Casablanca, 32 rue Bergerac, dans le quartier Mers Sultan. Nous sommes le 1er mars 1956. La date est historique, car le lendemain, le Maroc fêtait son Indépendance. Il est 18h20. Touria Chaoui, au volant de sa voiture, revient de l’Institution Lalla Amina qui œuvre à la formation de jeunes filles dans plusieurs disciplines. Assis à ses côtés, son jeune frère de 11 ans, Salah Eddine. Touria se gare en bas de l’immeuble familial, klaxonne et passe sa tête par la portière pour parler à sa mère qui apparaît au balcon. Surgi brusquement de nulle part, un homme se rue sur la voiture, tire une balle à bout portant sur Touria et disparaît comme un fantôme. Touchée à la tête, la jeune fille meurt sous les yeux hébétés et horrifiés de son frère, de sa mère, des voisins et des passants. Une scène de cauchemar qui continue de hanter les témoins survivants de ce drame.
Un meurtre jamais élucidé
La vie de Touria Chaoui, première aviatrice du Maroc et du monde arabe est ainsi foudroyée à l’âge de 20 ans. Salah Eddine Chaoui, artiste peintre aujourd’hui installé en France à Vichy, évoque le souvenir fulgurant de ce moment dans le livre hommage qu’il vient de publier “Ma sœur Touria, première aviatrice du monde arabe” et se souvient “d’un homme au profil hispanique, cheveux gominés, tenant une arme à la main”. Quelle main a donc assassiné Touria Chaoui, dans la fleur de l’âge ? Qui se cache derrière ce crime et quels en sont les commanditaires ? Aujourd’hui encore, le mystère demeure entier et on ne peut que se perdre en de nombreuses conjectures plus ou moins complexes.
La nouvelle de la mort de Touria Chaoui provoque une onde de choc et une sidération générale. À ses funérailles, le cortège s’étire sur plusieurs kilomètres. On réclame la vérité, elle ne viendra jamais.
Touria Chaoui est née le 14 décembre 1936, dans une famille bourgeoise de Fès, Elle grandit et s’épanouit dans un milieu aisé, ouvert. Son père, Abdelwahab Chaoui, un des premiers journalistes de langue française dans le Maroc colonial, écrit dans Le Courrier du Maroc, parallèlement à sa passion du théâtre dont il est considéré comme un pionnier. Avant-gardiste, il veut pour sa fille une éducation soignée et moderne et lui fait découvrir le monde du théâtre et du cinéma puisqu’en plus du journalisme, Abdelwhab Chaoui est un acteur et un metteur en scène impliqué dans la promotion de la scène marocaine émergente. À douze ans, Touria joue à ses côtés un petit rôle (Maria Casarès enfant) dans le film du cinéaste français, André Swoboda, La Septième Porte, où Abdewahab Chaoui donne la réplique à Georges Maréchal et Maria Casarès. L’apparition à l’écran de la petite Touria scandalise la société conservatrice du Maroc d’alors.
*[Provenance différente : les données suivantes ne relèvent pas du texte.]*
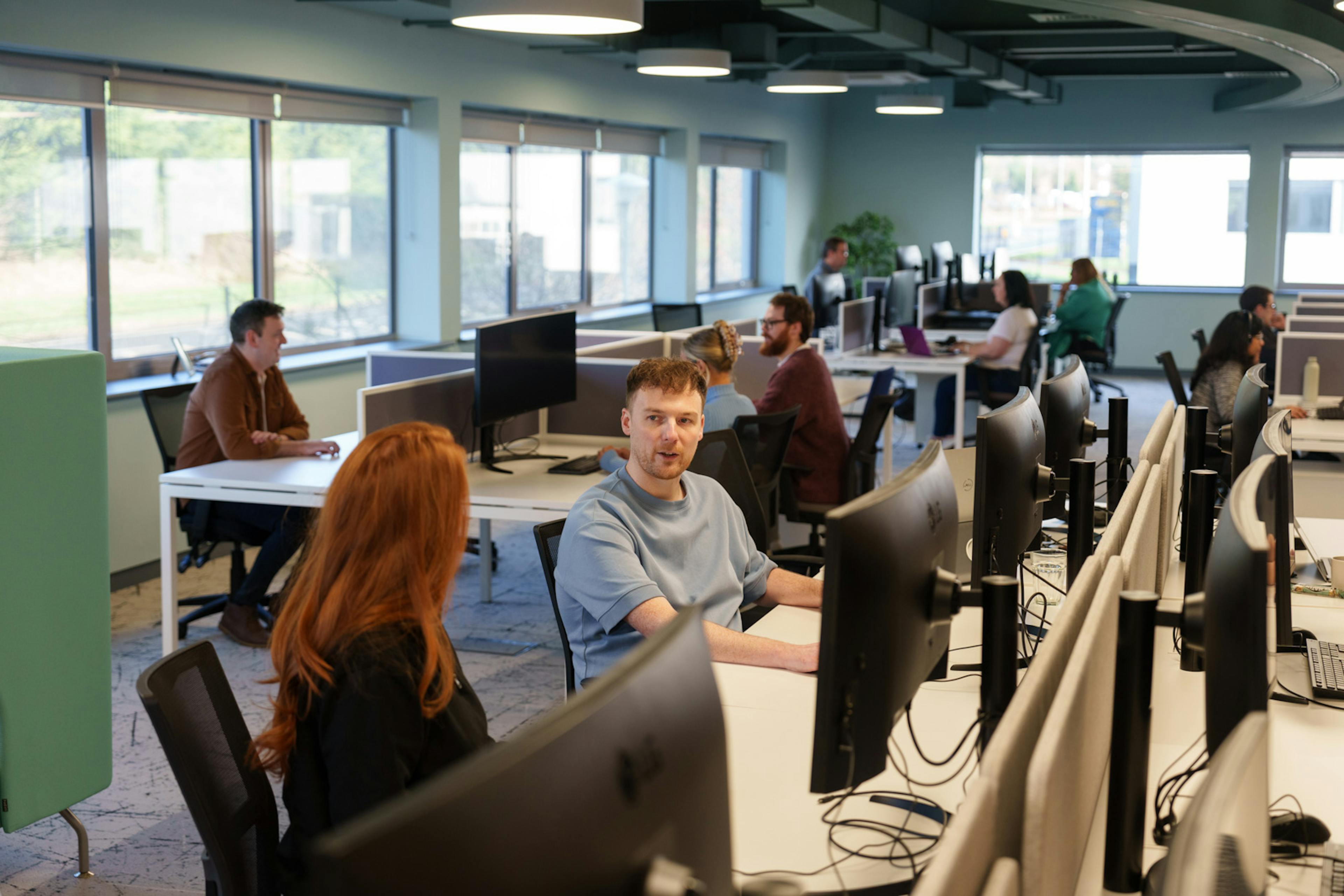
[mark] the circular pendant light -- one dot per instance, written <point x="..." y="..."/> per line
<point x="550" y="16"/>
<point x="685" y="62"/>
<point x="796" y="81"/>
<point x="909" y="105"/>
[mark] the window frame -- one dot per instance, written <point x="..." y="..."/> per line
<point x="1285" y="184"/>
<point x="752" y="256"/>
<point x="1222" y="150"/>
<point x="585" y="304"/>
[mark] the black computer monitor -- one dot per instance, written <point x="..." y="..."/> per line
<point x="1011" y="486"/>
<point x="1230" y="624"/>
<point x="1276" y="440"/>
<point x="631" y="769"/>
<point x="1249" y="413"/>
<point x="522" y="365"/>
<point x="1222" y="844"/>
<point x="941" y="260"/>
<point x="882" y="628"/>
<point x="1064" y="408"/>
<point x="898" y="300"/>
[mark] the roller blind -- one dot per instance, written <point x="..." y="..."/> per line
<point x="734" y="154"/>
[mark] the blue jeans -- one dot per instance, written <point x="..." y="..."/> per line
<point x="945" y="401"/>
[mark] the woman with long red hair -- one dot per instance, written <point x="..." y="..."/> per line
<point x="371" y="698"/>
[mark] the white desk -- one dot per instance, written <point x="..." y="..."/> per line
<point x="769" y="719"/>
<point x="530" y="495"/>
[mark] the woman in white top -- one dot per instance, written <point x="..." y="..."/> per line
<point x="1000" y="354"/>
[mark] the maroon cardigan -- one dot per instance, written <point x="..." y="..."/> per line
<point x="820" y="440"/>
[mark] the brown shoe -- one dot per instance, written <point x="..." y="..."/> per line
<point x="243" y="625"/>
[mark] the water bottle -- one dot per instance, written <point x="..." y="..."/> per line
<point x="1311" y="382"/>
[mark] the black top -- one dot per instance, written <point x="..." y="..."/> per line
<point x="365" y="741"/>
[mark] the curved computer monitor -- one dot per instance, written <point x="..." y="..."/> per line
<point x="1249" y="413"/>
<point x="1234" y="619"/>
<point x="1011" y="486"/>
<point x="628" y="770"/>
<point x="882" y="632"/>
<point x="1222" y="841"/>
<point x="1065" y="401"/>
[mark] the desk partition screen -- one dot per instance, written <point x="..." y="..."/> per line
<point x="382" y="368"/>
<point x="601" y="395"/>
<point x="1314" y="324"/>
<point x="857" y="324"/>
<point x="1294" y="351"/>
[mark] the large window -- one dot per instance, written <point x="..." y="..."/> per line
<point x="1151" y="219"/>
<point x="1314" y="219"/>
<point x="545" y="226"/>
<point x="43" y="226"/>
<point x="135" y="209"/>
<point x="726" y="227"/>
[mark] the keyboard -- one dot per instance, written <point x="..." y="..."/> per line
<point x="579" y="467"/>
<point x="1326" y="663"/>
<point x="1332" y="870"/>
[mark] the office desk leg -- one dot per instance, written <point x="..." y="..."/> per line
<point x="167" y="571"/>
<point x="487" y="561"/>
<point x="960" y="417"/>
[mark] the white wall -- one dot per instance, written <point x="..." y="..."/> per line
<point x="319" y="45"/>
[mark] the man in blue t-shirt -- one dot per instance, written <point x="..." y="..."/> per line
<point x="654" y="538"/>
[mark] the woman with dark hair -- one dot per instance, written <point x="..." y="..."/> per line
<point x="1000" y="354"/>
<point x="371" y="698"/>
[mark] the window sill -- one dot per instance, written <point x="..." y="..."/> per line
<point x="134" y="386"/>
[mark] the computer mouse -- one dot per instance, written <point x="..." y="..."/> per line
<point x="1292" y="828"/>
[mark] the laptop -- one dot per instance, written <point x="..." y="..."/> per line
<point x="916" y="343"/>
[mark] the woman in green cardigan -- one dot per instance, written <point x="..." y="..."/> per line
<point x="1083" y="313"/>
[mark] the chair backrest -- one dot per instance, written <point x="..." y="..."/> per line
<point x="549" y="549"/>
<point x="193" y="708"/>
<point x="1174" y="378"/>
<point x="167" y="408"/>
<point x="862" y="461"/>
<point x="720" y="457"/>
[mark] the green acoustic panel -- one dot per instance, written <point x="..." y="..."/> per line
<point x="56" y="619"/>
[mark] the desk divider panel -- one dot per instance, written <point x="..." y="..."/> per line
<point x="1294" y="351"/>
<point x="857" y="323"/>
<point x="601" y="395"/>
<point x="1156" y="438"/>
<point x="382" y="368"/>
<point x="56" y="664"/>
<point x="1069" y="765"/>
<point x="1314" y="324"/>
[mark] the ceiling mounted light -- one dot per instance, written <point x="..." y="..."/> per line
<point x="550" y="16"/>
<point x="909" y="105"/>
<point x="685" y="62"/>
<point x="796" y="81"/>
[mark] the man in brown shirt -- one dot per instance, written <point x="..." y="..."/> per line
<point x="243" y="411"/>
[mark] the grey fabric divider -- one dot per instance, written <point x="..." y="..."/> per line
<point x="1294" y="351"/>
<point x="398" y="367"/>
<point x="601" y="395"/>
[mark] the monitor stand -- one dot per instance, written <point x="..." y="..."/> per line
<point x="487" y="454"/>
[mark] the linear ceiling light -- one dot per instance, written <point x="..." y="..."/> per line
<point x="685" y="62"/>
<point x="909" y="105"/>
<point x="550" y="16"/>
<point x="796" y="81"/>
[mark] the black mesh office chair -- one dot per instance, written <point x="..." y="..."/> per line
<point x="674" y="318"/>
<point x="193" y="708"/>
<point x="1174" y="378"/>
<point x="166" y="409"/>
<point x="549" y="547"/>
<point x="1101" y="359"/>
<point x="1026" y="375"/>
<point x="765" y="440"/>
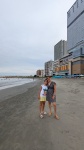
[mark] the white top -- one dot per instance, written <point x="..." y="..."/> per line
<point x="43" y="90"/>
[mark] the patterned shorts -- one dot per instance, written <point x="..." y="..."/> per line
<point x="42" y="99"/>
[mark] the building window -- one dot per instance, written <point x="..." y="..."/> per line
<point x="73" y="8"/>
<point x="69" y="14"/>
<point x="77" y="3"/>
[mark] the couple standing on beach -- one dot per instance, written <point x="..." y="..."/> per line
<point x="48" y="92"/>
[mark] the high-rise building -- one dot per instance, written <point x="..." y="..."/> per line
<point x="40" y="73"/>
<point x="49" y="68"/>
<point x="60" y="49"/>
<point x="75" y="37"/>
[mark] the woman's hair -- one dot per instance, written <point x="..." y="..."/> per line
<point x="45" y="80"/>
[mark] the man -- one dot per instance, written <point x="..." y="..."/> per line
<point x="51" y="96"/>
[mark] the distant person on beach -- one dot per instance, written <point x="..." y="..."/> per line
<point x="51" y="96"/>
<point x="42" y="97"/>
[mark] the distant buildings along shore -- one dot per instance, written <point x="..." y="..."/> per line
<point x="69" y="55"/>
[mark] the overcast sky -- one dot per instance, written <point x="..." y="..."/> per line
<point x="29" y="29"/>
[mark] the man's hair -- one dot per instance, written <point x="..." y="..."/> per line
<point x="45" y="79"/>
<point x="49" y="76"/>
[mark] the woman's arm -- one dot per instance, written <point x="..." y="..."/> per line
<point x="39" y="92"/>
<point x="54" y="93"/>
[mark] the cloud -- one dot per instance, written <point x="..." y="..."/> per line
<point x="28" y="32"/>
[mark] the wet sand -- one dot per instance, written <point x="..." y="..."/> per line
<point x="22" y="129"/>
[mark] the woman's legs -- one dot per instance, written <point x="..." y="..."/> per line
<point x="49" y="103"/>
<point x="55" y="108"/>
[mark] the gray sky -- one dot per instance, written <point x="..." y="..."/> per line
<point x="29" y="29"/>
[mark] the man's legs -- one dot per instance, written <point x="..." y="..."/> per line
<point x="50" y="113"/>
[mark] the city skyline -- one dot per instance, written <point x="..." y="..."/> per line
<point x="28" y="32"/>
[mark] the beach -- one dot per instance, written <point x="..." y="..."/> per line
<point x="21" y="128"/>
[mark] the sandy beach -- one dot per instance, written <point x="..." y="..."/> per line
<point x="22" y="129"/>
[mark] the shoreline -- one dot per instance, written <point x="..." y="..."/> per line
<point x="21" y="128"/>
<point x="15" y="90"/>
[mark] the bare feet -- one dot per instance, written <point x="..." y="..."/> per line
<point x="50" y="113"/>
<point x="56" y="117"/>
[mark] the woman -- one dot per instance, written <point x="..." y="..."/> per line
<point x="51" y="96"/>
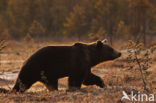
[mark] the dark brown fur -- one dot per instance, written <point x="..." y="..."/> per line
<point x="53" y="62"/>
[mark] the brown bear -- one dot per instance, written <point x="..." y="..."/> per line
<point x="50" y="63"/>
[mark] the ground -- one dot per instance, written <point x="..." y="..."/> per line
<point x="114" y="73"/>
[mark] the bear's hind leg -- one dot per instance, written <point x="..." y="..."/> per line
<point x="74" y="83"/>
<point x="94" y="80"/>
<point x="51" y="85"/>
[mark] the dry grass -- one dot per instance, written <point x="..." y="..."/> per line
<point x="114" y="73"/>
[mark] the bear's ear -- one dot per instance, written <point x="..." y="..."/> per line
<point x="99" y="44"/>
<point x="105" y="41"/>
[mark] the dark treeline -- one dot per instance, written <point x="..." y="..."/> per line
<point x="78" y="18"/>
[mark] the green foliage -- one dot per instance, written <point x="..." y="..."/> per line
<point x="78" y="17"/>
<point x="139" y="59"/>
<point x="2" y="44"/>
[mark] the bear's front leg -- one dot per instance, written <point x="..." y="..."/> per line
<point x="94" y="80"/>
<point x="75" y="82"/>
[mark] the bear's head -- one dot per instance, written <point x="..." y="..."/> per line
<point x="104" y="52"/>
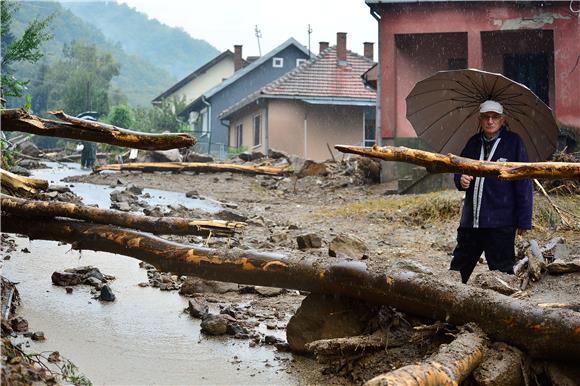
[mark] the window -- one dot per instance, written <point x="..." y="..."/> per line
<point x="257" y="129"/>
<point x="369" y="121"/>
<point x="278" y="62"/>
<point x="239" y="135"/>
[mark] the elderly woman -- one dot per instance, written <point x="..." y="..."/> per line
<point x="493" y="210"/>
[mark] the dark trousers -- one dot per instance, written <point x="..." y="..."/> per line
<point x="497" y="243"/>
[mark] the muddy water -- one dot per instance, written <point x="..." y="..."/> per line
<point x="142" y="338"/>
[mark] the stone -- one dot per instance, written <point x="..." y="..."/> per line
<point x="107" y="294"/>
<point x="327" y="317"/>
<point x="311" y="168"/>
<point x="269" y="291"/>
<point x="197" y="307"/>
<point x="309" y="240"/>
<point x="20" y="171"/>
<point x="349" y="246"/>
<point x="215" y="324"/>
<point x="195" y="157"/>
<point x="19" y="324"/>
<point x="193" y="285"/>
<point x="192" y="194"/>
<point x="502" y="365"/>
<point x="66" y="279"/>
<point x="38" y="335"/>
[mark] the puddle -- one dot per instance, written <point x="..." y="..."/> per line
<point x="141" y="338"/>
<point x="100" y="194"/>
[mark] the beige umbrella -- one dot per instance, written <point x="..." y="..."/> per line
<point x="444" y="111"/>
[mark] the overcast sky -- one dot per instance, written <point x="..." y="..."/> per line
<point x="224" y="23"/>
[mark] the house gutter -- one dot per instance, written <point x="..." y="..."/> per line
<point x="209" y="128"/>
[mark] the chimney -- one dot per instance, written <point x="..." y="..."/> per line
<point x="237" y="57"/>
<point x="341" y="48"/>
<point x="369" y="50"/>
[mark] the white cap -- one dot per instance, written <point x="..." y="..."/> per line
<point x="492" y="106"/>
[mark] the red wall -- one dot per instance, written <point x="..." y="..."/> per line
<point x="401" y="64"/>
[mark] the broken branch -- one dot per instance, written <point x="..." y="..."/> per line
<point x="155" y="225"/>
<point x="550" y="333"/>
<point x="439" y="163"/>
<point x="80" y="129"/>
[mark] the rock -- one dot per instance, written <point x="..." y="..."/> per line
<point x="311" y="168"/>
<point x="269" y="291"/>
<point x="327" y="317"/>
<point x="309" y="240"/>
<point x="276" y="154"/>
<point x="497" y="281"/>
<point x="197" y="307"/>
<point x="348" y="245"/>
<point x="66" y="279"/>
<point x="413" y="266"/>
<point x="20" y="171"/>
<point x="107" y="294"/>
<point x="195" y="157"/>
<point x="134" y="189"/>
<point x="59" y="189"/>
<point x="38" y="335"/>
<point x="216" y="324"/>
<point x="192" y="194"/>
<point x="194" y="285"/>
<point x="28" y="148"/>
<point x="250" y="156"/>
<point x="228" y="215"/>
<point x="19" y="324"/>
<point x="502" y="365"/>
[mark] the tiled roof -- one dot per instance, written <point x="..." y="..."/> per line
<point x="323" y="77"/>
<point x="320" y="78"/>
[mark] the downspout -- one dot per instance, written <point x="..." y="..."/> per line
<point x="208" y="123"/>
<point x="378" y="129"/>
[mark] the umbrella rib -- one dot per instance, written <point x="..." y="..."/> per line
<point x="458" y="126"/>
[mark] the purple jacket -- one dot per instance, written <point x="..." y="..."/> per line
<point x="489" y="202"/>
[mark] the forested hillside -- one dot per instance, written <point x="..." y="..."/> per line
<point x="169" y="48"/>
<point x="137" y="80"/>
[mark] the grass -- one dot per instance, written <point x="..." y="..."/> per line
<point x="415" y="209"/>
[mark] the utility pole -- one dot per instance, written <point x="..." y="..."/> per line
<point x="258" y="36"/>
<point x="309" y="33"/>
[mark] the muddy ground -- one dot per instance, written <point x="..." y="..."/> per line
<point x="416" y="231"/>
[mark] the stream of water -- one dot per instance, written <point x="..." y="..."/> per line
<point x="143" y="337"/>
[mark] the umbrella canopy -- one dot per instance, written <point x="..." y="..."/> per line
<point x="444" y="111"/>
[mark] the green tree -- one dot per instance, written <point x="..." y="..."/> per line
<point x="121" y="116"/>
<point x="82" y="80"/>
<point x="24" y="49"/>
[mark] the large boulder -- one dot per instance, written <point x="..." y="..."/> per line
<point x="327" y="317"/>
<point x="347" y="245"/>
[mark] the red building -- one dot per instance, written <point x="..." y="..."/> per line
<point x="536" y="43"/>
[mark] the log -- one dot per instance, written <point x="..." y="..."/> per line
<point x="148" y="167"/>
<point x="451" y="365"/>
<point x="16" y="184"/>
<point x="155" y="225"/>
<point x="80" y="129"/>
<point x="439" y="163"/>
<point x="550" y="333"/>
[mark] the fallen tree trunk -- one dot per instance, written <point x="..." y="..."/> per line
<point x="439" y="163"/>
<point x="15" y="184"/>
<point x="194" y="166"/>
<point x="451" y="365"/>
<point x="156" y="225"/>
<point x="75" y="128"/>
<point x="550" y="333"/>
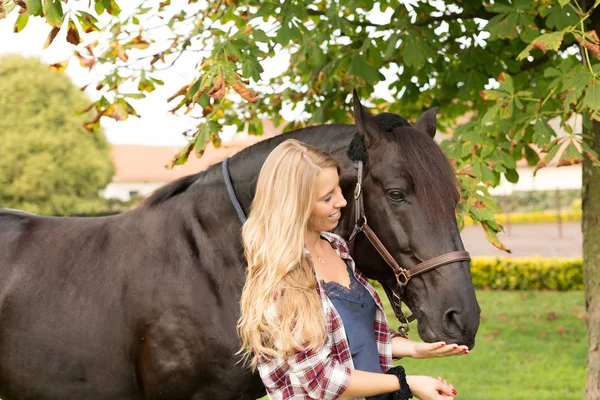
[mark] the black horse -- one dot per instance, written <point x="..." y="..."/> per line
<point x="144" y="305"/>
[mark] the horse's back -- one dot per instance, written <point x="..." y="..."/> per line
<point x="108" y="308"/>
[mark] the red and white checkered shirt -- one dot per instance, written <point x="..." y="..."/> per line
<point x="325" y="374"/>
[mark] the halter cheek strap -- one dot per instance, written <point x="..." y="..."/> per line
<point x="402" y="275"/>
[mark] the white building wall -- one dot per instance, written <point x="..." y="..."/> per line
<point x="548" y="178"/>
<point x="126" y="190"/>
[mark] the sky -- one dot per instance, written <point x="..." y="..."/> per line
<point x="156" y="126"/>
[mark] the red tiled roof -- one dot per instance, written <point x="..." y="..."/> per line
<point x="139" y="163"/>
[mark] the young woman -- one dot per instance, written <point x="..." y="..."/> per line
<point x="310" y="322"/>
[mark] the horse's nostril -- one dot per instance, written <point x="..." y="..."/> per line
<point x="452" y="322"/>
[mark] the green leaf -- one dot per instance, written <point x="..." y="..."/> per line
<point x="362" y="69"/>
<point x="112" y="7"/>
<point x="505" y="159"/>
<point x="491" y="113"/>
<point x="251" y="68"/>
<point x="34" y="7"/>
<point x="53" y="12"/>
<point x="504" y="28"/>
<point x="492" y="94"/>
<point x="416" y="51"/>
<point x="570" y="153"/>
<point x="260" y="36"/>
<point x="87" y="22"/>
<point x="542" y="133"/>
<point x="506" y="82"/>
<point x="99" y="7"/>
<point x="592" y="96"/>
<point x="287" y="32"/>
<point x="560" y="18"/>
<point x="545" y="42"/>
<point x="512" y="176"/>
<point x="21" y="22"/>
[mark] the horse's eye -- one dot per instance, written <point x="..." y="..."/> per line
<point x="397" y="196"/>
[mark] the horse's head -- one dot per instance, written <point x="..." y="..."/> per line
<point x="410" y="196"/>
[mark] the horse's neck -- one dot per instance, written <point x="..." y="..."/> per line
<point x="245" y="166"/>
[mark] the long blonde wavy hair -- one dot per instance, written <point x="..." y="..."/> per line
<point x="280" y="307"/>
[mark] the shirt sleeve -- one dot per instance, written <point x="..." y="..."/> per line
<point x="319" y="374"/>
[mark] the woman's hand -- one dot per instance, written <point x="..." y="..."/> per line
<point x="436" y="350"/>
<point x="428" y="388"/>
<point x="409" y="348"/>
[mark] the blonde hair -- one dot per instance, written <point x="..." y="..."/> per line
<point x="280" y="307"/>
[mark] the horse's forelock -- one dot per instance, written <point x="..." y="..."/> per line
<point x="423" y="163"/>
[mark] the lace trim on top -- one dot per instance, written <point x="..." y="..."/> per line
<point x="355" y="293"/>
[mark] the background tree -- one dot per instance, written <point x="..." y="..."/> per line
<point x="510" y="65"/>
<point x="49" y="163"/>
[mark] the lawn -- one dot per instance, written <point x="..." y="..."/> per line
<point x="530" y="346"/>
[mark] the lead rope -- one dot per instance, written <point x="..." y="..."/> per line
<point x="236" y="204"/>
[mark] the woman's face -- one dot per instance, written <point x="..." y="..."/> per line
<point x="326" y="211"/>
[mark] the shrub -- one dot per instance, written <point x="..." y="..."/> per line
<point x="531" y="273"/>
<point x="533" y="217"/>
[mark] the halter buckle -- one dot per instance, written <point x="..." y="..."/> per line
<point x="357" y="191"/>
<point x="402" y="278"/>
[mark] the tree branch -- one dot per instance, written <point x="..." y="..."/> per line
<point x="478" y="13"/>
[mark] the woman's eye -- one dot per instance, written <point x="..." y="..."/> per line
<point x="397" y="196"/>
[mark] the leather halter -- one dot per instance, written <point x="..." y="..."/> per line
<point x="402" y="275"/>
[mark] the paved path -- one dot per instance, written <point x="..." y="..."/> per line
<point x="528" y="240"/>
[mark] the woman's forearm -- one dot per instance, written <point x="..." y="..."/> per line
<point x="402" y="347"/>
<point x="364" y="384"/>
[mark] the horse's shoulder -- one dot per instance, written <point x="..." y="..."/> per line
<point x="15" y="220"/>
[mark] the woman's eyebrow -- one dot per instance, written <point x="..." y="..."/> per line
<point x="331" y="191"/>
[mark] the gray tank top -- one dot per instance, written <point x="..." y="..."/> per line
<point x="356" y="307"/>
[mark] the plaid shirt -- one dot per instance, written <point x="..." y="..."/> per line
<point x="325" y="373"/>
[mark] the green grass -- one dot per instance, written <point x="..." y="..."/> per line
<point x="530" y="345"/>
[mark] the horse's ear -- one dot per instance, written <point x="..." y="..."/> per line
<point x="427" y="123"/>
<point x="365" y="123"/>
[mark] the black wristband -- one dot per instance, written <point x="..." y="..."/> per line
<point x="404" y="393"/>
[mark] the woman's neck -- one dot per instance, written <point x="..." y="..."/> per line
<point x="312" y="240"/>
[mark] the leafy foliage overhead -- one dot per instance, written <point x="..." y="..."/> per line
<point x="510" y="66"/>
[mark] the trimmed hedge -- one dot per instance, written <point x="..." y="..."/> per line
<point x="530" y="273"/>
<point x="532" y="217"/>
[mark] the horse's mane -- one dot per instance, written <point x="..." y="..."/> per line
<point x="426" y="166"/>
<point x="172" y="189"/>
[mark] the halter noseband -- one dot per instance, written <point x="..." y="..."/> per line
<point x="402" y="275"/>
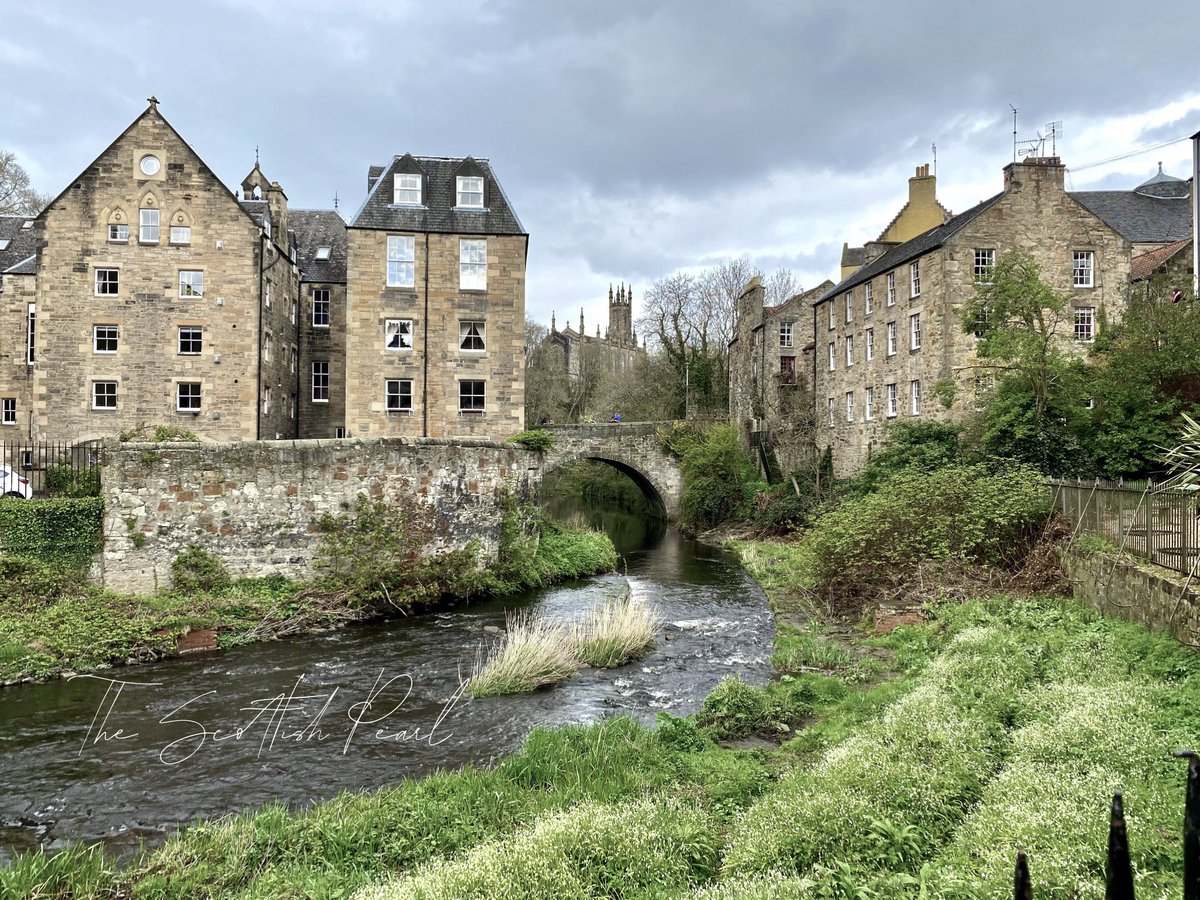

En 1946, Touria obtient son certificat d’études primaires dans un Maroc où la scolarisation des filles est balbutiante. À cette époque, elles ne sont que 23.000 à être scolarisées, et à peine une centaine à avoir obtenu le certificat d’études primaires. Elle prend des cours de sténographie arabe et poursuit ses études jusqu’à l’obtention du brevet.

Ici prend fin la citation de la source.